Kedua, Reforestasi DAS yang Terukur, tidak hanya menanam bibit untuk foto seremonial. Reforestasi harus terencana, berbasis DAS, melibatkan masyarakat lokal, dan bertanggung jawab terhadap keberlanjutan. Ketiga, Literasi Ekologis Sebagai Vaksin Bencana. Sekolah, media, dan pemerintah harus berhenti menyederhanakan bencana sebagai “musibah alam”. Ini persoalan tata ruang dan pilihan kebijakan.

Jika Tidak Berubah, Bencana Akan Jadi Kalender Tahunan

Sumatra memberi kita pelajaran: bencana tidak datang tiba-tiba; ia datang setelah lama kita undang.
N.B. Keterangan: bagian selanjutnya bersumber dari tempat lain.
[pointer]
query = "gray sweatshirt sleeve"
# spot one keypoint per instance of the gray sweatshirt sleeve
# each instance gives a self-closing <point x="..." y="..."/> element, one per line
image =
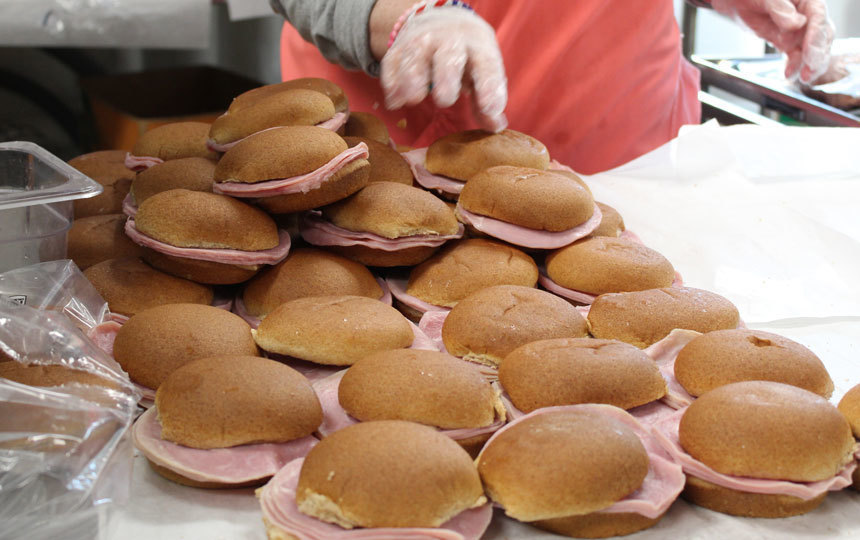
<point x="338" y="28"/>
Jika kita terus menyalahkan cuaca dan membiarkan hutan merana, maka tiap musim hujan apalagi dengan curah hujan ekstrim akan menjadi pertaruhan nyawa.

Hujan akan selalu turun. Yang perlu kita jaga adalah hutan yang menyerapnya, tanah yang menahannya, dan sungai yang mengarahkannya. Jika alam sehat, hujan tidak pernah menjadi ancaman.

Sudah waktunya berhenti menyalahkan langit, dan mulailah menata ulang bumi. Sebab pada akhirnya, bencana bukan meteorologi; bencana adalah cerminan cara kita memperlakukan alam.